Central bankers, however, think they can improve upon the business cycle. They want day without night. They want spring without winter. They want yang without yin. They want consumption without sacrifice. What we mean is they want boom without bust.
Once bankers have extended credit to too many people to pursue ventures that should never have been undertaken, central bankers step in and bailout the bankers. Massive amounts of loans go bad, yet the banks stay in business.
In the United States, the Federal Reserve gives the banks money for practically free. The banks, in turn, loan it to the government in the form of Treasury purchases. The banks collect the spread and recapitalize their balance sheets. On the surface, there appears to be no consequences…
But there are consequences…
Open Season on Savers
If you hadn’t noticed, it’s open season on savers…and not just in Cyprus. Here in the U.S. savers are being hunted like wild boar. They don’t stand a chance.
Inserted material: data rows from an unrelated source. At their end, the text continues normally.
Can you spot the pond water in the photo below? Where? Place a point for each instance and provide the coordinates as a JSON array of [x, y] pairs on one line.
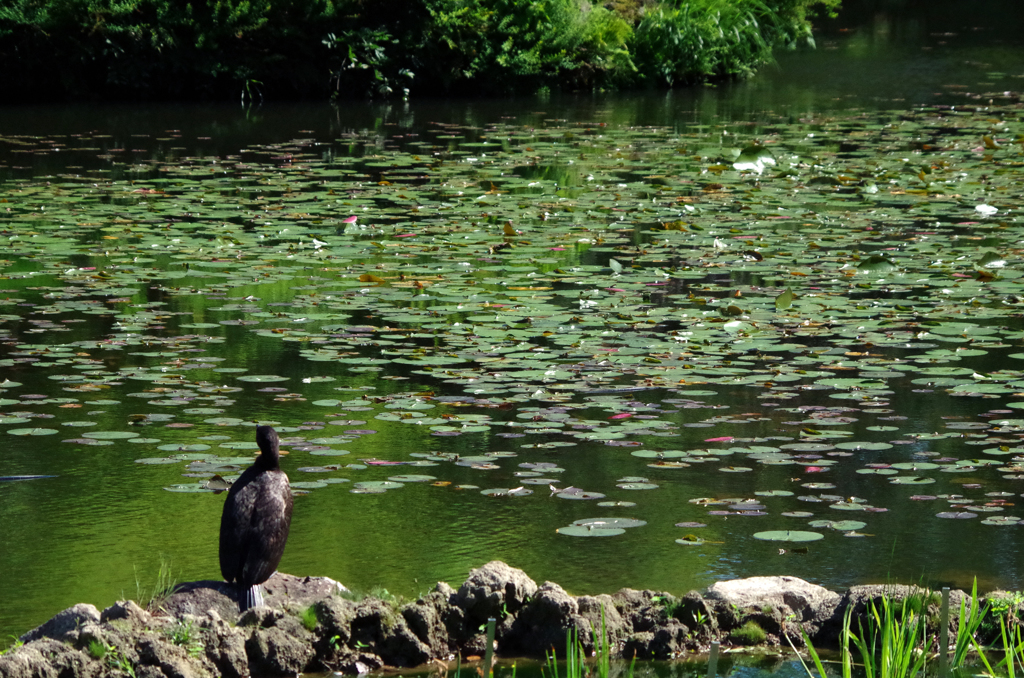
[[792, 304]]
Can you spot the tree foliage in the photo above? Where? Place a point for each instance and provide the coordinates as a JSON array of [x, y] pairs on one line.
[[174, 49]]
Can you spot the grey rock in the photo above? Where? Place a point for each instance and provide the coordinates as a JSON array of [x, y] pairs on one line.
[[642, 610], [600, 610], [494, 590], [694, 611], [272, 651], [546, 622], [281, 591], [427, 619], [126, 609], [47, 658], [224, 645], [381, 626], [771, 601], [64, 625], [172, 661]]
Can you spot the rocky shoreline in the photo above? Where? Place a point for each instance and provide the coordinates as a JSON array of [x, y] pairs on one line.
[[314, 625]]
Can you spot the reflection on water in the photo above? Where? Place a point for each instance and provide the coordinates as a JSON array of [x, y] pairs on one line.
[[96, 530]]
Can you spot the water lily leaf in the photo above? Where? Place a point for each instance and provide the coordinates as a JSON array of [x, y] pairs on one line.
[[378, 484], [788, 536], [784, 300], [589, 531], [32, 431]]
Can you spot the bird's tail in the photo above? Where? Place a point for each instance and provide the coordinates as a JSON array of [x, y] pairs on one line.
[[251, 597]]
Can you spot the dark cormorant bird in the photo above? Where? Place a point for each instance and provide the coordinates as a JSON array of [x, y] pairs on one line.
[[255, 522]]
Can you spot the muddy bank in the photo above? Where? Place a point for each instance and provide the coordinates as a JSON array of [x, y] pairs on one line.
[[313, 625]]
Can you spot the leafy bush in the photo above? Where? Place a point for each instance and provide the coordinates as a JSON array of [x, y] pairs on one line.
[[385, 48]]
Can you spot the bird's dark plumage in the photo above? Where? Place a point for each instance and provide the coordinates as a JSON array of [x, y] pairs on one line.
[[255, 522]]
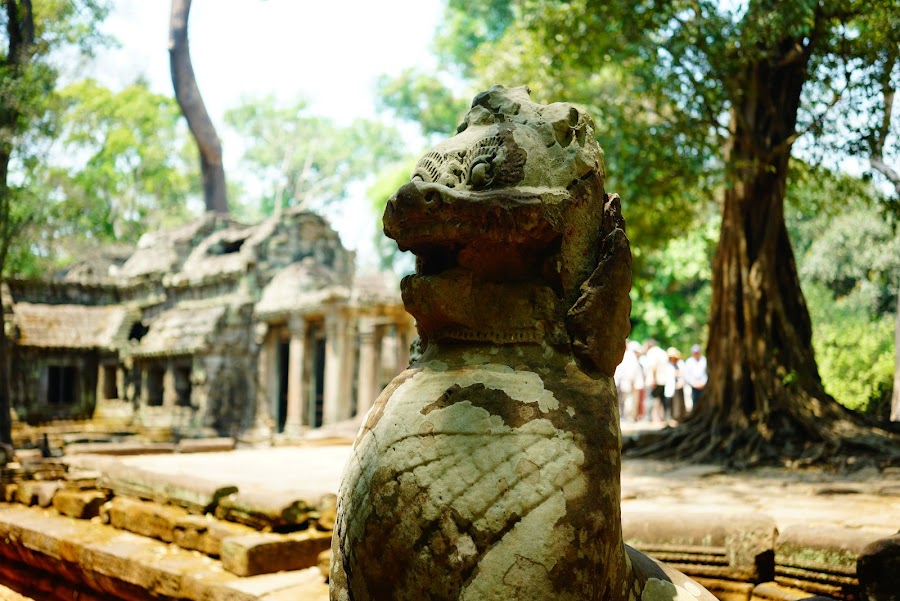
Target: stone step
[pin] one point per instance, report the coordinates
(121, 565)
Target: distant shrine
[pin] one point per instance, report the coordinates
(212, 328)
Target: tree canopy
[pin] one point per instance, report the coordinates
(300, 159)
(701, 102)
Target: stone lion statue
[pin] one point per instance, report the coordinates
(489, 470)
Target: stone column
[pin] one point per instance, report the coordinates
(334, 339)
(296, 381)
(101, 382)
(367, 384)
(404, 339)
(348, 365)
(262, 422)
(170, 395)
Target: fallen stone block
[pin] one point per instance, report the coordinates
(142, 517)
(205, 533)
(727, 590)
(266, 553)
(205, 445)
(878, 569)
(79, 504)
(268, 510)
(325, 563)
(197, 495)
(772, 591)
(120, 449)
(822, 560)
(82, 479)
(9, 492)
(37, 492)
(737, 547)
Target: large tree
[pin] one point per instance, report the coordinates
(32, 31)
(729, 89)
(302, 160)
(188, 95)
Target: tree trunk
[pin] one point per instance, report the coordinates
(895, 399)
(764, 402)
(20, 35)
(188, 95)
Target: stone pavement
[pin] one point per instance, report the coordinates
(865, 499)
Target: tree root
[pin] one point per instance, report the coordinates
(796, 440)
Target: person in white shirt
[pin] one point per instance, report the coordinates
(695, 374)
(657, 367)
(629, 378)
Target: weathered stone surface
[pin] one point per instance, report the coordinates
(205, 533)
(821, 560)
(490, 468)
(119, 448)
(737, 547)
(37, 492)
(267, 510)
(197, 495)
(79, 504)
(878, 569)
(204, 445)
(81, 560)
(726, 590)
(142, 517)
(265, 553)
(772, 591)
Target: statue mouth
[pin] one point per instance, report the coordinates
(497, 233)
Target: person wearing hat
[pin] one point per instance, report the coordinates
(695, 374)
(673, 406)
(629, 378)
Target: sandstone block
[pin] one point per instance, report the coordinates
(80, 504)
(822, 560)
(36, 492)
(325, 563)
(205, 533)
(204, 445)
(736, 547)
(197, 495)
(878, 569)
(266, 553)
(144, 518)
(267, 510)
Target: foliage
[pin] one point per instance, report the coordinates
(671, 300)
(28, 76)
(125, 171)
(422, 98)
(854, 350)
(305, 160)
(849, 260)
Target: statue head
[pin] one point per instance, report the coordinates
(508, 221)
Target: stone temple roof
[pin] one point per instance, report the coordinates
(180, 331)
(72, 326)
(163, 251)
(300, 287)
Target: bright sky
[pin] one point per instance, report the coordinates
(330, 53)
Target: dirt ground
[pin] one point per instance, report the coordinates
(863, 499)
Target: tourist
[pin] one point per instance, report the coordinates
(656, 365)
(629, 378)
(695, 374)
(674, 392)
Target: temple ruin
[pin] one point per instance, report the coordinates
(215, 327)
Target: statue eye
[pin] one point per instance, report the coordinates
(481, 172)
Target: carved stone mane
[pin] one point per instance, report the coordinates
(490, 468)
For example, the Fed’s pushed the yield on the 10-Year Treasury note below the rate of inflation. This means Treasuries are certificates of guaranteed confiscation. Moreover, when rates begin to rise, Treasury investors will be completely shredded.
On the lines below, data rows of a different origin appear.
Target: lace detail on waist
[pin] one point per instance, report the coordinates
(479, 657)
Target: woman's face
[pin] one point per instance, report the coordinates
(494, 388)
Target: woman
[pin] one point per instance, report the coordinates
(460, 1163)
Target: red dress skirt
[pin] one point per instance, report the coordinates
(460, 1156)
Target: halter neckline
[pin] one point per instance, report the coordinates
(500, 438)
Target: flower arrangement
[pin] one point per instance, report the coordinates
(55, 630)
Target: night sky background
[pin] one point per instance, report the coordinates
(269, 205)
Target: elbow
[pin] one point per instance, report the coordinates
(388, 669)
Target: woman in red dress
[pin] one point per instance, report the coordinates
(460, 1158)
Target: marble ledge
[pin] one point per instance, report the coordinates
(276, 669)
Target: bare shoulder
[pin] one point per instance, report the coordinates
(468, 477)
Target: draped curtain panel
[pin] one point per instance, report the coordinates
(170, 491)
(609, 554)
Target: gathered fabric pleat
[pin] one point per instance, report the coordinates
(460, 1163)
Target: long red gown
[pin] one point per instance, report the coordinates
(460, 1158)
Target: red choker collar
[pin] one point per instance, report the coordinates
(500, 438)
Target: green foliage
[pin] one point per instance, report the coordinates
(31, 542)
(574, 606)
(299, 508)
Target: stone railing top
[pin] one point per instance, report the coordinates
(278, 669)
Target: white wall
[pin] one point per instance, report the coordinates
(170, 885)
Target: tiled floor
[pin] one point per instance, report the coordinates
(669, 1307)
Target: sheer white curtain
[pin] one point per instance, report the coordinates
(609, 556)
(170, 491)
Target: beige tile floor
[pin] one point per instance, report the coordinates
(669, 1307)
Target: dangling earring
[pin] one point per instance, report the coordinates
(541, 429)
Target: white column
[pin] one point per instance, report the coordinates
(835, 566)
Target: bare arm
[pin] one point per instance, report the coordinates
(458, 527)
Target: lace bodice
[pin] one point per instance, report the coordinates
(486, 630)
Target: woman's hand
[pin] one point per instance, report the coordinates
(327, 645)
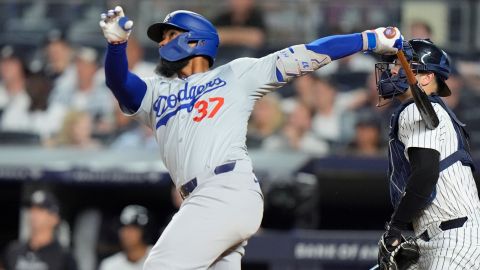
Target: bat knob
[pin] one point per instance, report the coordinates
(390, 32)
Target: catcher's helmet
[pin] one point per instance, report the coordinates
(197, 29)
(424, 56)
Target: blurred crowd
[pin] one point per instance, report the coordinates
(45, 241)
(58, 98)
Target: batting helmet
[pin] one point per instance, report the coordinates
(197, 30)
(424, 57)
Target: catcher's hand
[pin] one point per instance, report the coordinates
(399, 257)
(115, 25)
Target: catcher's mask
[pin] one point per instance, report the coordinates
(424, 57)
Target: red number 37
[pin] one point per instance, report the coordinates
(203, 110)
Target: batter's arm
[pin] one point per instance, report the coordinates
(127, 87)
(301, 59)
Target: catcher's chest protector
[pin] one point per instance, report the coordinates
(399, 167)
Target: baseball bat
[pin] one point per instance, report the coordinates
(419, 96)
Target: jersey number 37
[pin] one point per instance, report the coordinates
(207, 108)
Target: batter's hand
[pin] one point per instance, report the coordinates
(383, 40)
(115, 25)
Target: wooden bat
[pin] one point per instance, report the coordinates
(419, 96)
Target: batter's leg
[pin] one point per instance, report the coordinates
(230, 260)
(212, 220)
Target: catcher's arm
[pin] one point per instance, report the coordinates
(400, 257)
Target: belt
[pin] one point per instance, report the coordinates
(188, 187)
(445, 226)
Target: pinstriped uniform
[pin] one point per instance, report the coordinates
(456, 196)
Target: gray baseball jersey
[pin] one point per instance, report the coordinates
(201, 121)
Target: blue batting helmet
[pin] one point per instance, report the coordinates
(197, 29)
(424, 56)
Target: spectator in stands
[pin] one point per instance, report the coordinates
(132, 234)
(296, 135)
(266, 120)
(304, 93)
(59, 61)
(14, 100)
(43, 119)
(88, 92)
(136, 63)
(368, 138)
(330, 122)
(241, 25)
(76, 132)
(141, 137)
(420, 29)
(371, 104)
(42, 250)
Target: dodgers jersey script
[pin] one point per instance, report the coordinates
(456, 191)
(180, 111)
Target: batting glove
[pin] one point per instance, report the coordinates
(383, 40)
(115, 25)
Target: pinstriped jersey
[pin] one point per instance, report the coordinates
(455, 194)
(201, 121)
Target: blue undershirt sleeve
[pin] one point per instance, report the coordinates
(338, 46)
(127, 87)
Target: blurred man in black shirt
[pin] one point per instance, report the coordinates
(42, 251)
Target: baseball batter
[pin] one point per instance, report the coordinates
(430, 172)
(200, 120)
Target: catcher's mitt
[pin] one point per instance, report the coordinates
(401, 257)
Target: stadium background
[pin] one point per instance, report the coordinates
(326, 190)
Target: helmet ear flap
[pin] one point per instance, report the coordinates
(177, 48)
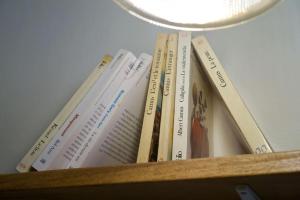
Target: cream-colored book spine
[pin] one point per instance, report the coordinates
(182, 106)
(45, 138)
(150, 112)
(249, 130)
(167, 114)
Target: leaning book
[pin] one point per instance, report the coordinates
(56, 124)
(249, 131)
(50, 157)
(167, 114)
(192, 135)
(148, 146)
(116, 138)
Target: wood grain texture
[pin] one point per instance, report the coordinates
(273, 175)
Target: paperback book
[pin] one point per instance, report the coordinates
(167, 114)
(51, 156)
(192, 135)
(249, 131)
(56, 124)
(148, 146)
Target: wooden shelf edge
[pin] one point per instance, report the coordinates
(208, 168)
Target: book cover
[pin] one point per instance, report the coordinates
(80, 134)
(54, 148)
(167, 114)
(46, 137)
(250, 133)
(116, 138)
(148, 146)
(192, 135)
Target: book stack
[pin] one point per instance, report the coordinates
(178, 104)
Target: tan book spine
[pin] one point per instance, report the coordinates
(167, 114)
(150, 112)
(250, 132)
(45, 138)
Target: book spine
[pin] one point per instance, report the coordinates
(167, 114)
(250, 132)
(139, 68)
(81, 133)
(181, 119)
(56, 144)
(157, 70)
(45, 138)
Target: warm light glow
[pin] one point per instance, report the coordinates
(197, 14)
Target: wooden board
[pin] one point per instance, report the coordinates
(274, 175)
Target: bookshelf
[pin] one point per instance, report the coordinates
(271, 176)
(68, 47)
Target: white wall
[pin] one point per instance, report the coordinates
(47, 48)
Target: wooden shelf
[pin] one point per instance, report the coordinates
(274, 175)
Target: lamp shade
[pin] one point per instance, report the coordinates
(196, 14)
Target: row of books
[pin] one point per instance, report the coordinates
(147, 109)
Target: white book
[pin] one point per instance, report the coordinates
(193, 118)
(181, 119)
(249, 132)
(167, 112)
(49, 133)
(54, 147)
(225, 142)
(85, 128)
(116, 137)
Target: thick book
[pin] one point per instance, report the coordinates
(120, 65)
(46, 137)
(148, 146)
(116, 139)
(250, 133)
(167, 113)
(192, 135)
(79, 135)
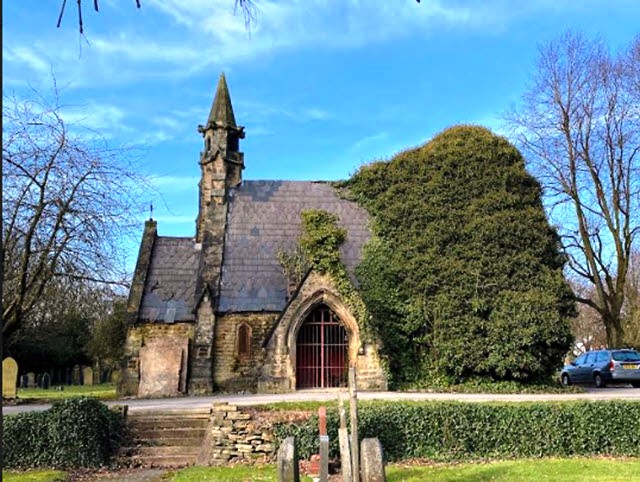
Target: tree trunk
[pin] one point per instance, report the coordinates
(615, 332)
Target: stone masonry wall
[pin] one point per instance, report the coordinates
(232, 372)
(137, 335)
(233, 436)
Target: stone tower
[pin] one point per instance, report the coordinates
(221, 162)
(221, 165)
Certificates of deposit are a disaster too. A 12-month CD from Bank of America is currently paying 0.2 percent annually. The consumer price index over the last 12-months is up 2 percent. That means a CD pays a negative real yield of 1.8 percent.
Then there’s the downright disgraceful yield from savings accounts. A regular savings account from Bank of America currently pays an annual yield of 0.01 percent. After inflation, the loss from keeping money in the bank is nearly as bad as stuffing it in the mattress.
Yes, savers are under assault. Unfortunately, those with low time preference are being punished for their prudence. They are being robbed of their time.
Remember, savers don’t just save money so that they can consume more stuff in the future. They sacrifice their time so they may have greater freedom in the future. They do so not for greed but for independence.
If you trade your time for dollars you know what it’s like. You must do things you’d rather not do, to serve people you’d rather not serve, all for the reward of a paycheck. Day after day…year after year…this exhausts ones soul.
Rather than spend time with your family, you must meet clients who disgust you. Rather than travel for recreation, you must travel to meet with corporate officers who want to further squeeze you. Rather than sitting down to read a stimulating book, you must read monotonous reports. Rather than create something exciting and interesting, you must prepare schedules and budgets…and work like crazy not to overrun them.
No doubt, there’re plenty of other things you’d rather do with your time and your life. But you endeavor, and save, so that in the future you have the freedom to do what you want. You see, savings doesn’t merely represent future consumption. It represents past sacrifices made and time traded to accumulate it.
So when the Federal Reserve inflates the money supply and the Treasury devalues the dollar, not only are they covertly stealing money from your bank account…they’re stealing your property, your freedom, and your time.
In other words, they’re stealing your life.